Like Tchaikovsky, Moravec, a Prix de Rome winner, was captivated by an Italian sojourn. Sempre Diritto! is inspired by the endlessly winding streets of Venice and sets up all kinds of contradictions. The phrase "sempre diritto" (straight ahead!) is how the Italians give directions, yet Moravec's music takes many turns. He says the spiraling figures and "gradually evolving patterns" are the closest he's come to minimalism ("I was listening a lot to Steve Reich's Music for 18 Musicians"). The jovial title and what Moravec calls his lighter "Haydnesque orchestration" belie the emotional depth of the music.

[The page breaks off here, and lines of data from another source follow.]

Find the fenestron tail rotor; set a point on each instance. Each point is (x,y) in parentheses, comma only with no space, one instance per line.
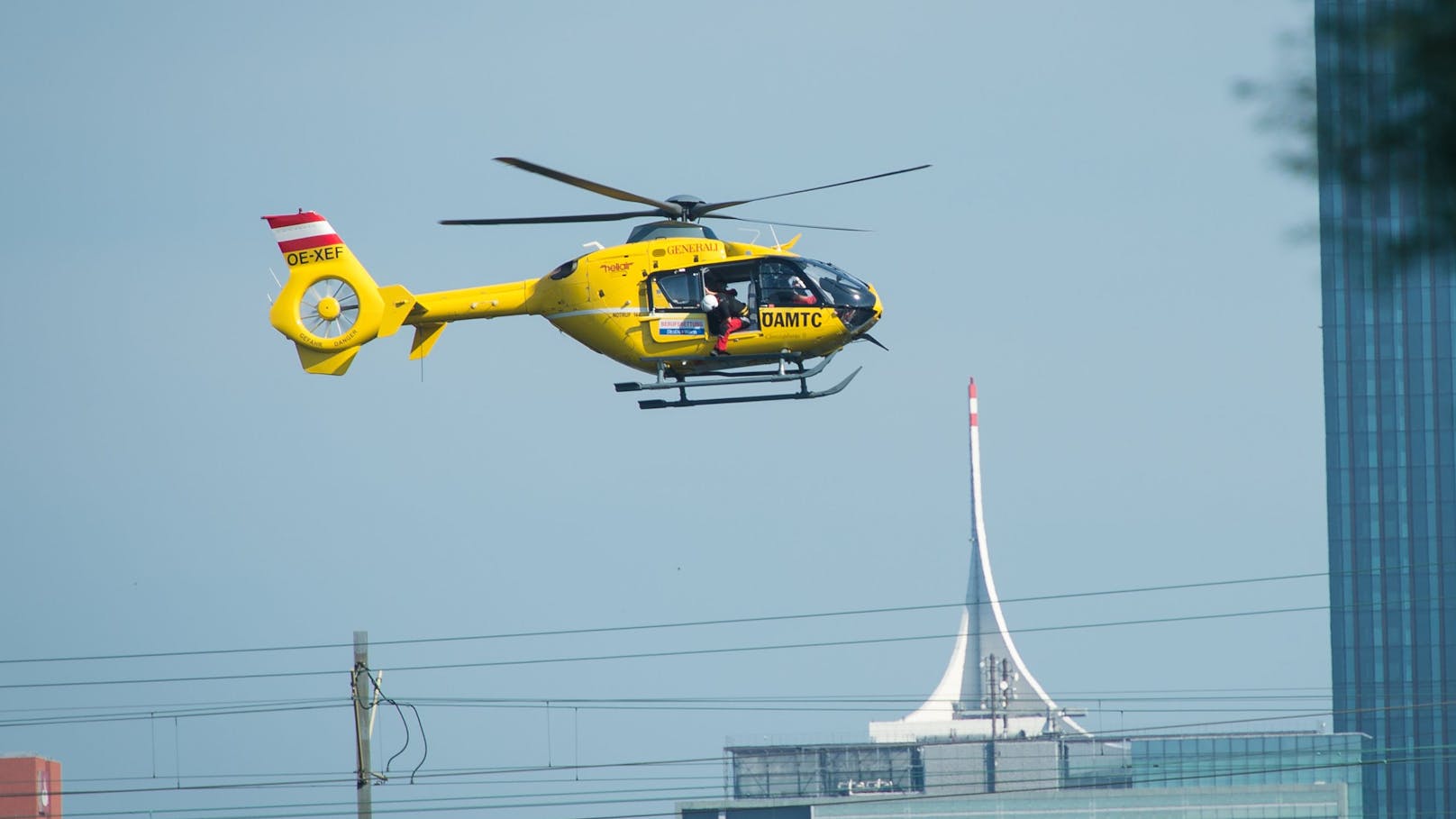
(330,308)
(680,207)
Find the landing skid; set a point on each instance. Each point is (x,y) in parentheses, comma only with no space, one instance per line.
(788,369)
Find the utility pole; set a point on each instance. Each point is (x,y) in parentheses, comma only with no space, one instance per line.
(363,723)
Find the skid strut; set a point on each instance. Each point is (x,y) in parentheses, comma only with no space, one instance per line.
(787,369)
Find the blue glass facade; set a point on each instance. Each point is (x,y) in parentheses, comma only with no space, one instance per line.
(1389,430)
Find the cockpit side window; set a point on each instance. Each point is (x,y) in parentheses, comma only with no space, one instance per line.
(784,285)
(678,290)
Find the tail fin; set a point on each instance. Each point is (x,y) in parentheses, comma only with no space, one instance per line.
(330,306)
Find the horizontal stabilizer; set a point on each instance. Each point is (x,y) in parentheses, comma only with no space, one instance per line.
(425,337)
(397,302)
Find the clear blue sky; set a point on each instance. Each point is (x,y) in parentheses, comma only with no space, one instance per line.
(1103,242)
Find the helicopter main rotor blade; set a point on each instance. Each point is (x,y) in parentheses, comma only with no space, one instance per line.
(553,219)
(664,209)
(784,223)
(720,205)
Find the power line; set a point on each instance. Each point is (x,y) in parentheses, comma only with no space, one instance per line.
(657,655)
(660,625)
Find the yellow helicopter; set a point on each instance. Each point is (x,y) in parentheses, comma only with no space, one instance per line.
(666,302)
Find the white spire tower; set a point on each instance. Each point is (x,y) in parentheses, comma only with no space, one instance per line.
(986,691)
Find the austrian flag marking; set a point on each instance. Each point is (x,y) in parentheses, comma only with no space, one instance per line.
(302,232)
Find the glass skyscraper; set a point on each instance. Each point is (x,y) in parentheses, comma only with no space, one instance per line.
(1389,422)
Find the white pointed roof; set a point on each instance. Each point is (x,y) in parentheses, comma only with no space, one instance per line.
(986,689)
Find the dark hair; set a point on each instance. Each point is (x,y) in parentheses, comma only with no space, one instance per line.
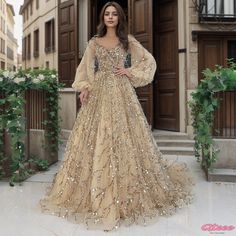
(121,29)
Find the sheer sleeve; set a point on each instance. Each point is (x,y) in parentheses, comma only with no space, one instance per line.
(143,64)
(85,71)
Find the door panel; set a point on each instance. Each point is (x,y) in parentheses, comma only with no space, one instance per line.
(210,53)
(140,25)
(166,84)
(67,43)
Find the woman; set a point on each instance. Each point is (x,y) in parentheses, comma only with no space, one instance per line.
(113,172)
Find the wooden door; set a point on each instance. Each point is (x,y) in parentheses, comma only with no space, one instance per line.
(166,84)
(67,41)
(140,25)
(211,53)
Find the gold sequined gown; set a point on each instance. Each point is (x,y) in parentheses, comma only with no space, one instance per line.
(113,171)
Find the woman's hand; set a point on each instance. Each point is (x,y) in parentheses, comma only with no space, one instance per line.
(119,70)
(84,96)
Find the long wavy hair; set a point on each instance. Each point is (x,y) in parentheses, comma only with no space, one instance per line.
(121,29)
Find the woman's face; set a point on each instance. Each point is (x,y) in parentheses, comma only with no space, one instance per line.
(111,17)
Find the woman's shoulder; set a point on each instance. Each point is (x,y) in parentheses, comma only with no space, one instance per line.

In 1994 Moravec paid a visit to the mountainside monastery at Montserrat, north of Barcelona. The trip paid off with a gleaming cello concerto (completed in 2001), sensitively realized here by cellist Matt Haimovitz. Along with gorgeous views of the Catalan countryside, Moravec was struck by a statue of Pablo Casals, the legendary Catalan cellist, who visited the Benedictine monks at the abbey frequently as a young man. Built from an ascending three-note theme (tinted with distant chimes), the 22-minute concerto feels spiritually lofty and yet grounded at the same time, flowing from episodes of sparkling virtuosity to moments of solemn meditation. The concerto builds to an arousing climax as the cello climbs ever higher, backed by swirling winds, brass fanfares and chimes. Looking at photos of Montserrat and hearing the concerto, you get an idea of Moravec's blend of earthy and ethereal.

Northern Lights Electric is another terrific album from BMOP Sound, the five-year-old indie record label of the Boston Modern Orchestra Project and its conductor Gil Rose. Together they make a strong case for Moravec's ability to represent a broad range of musical real estate.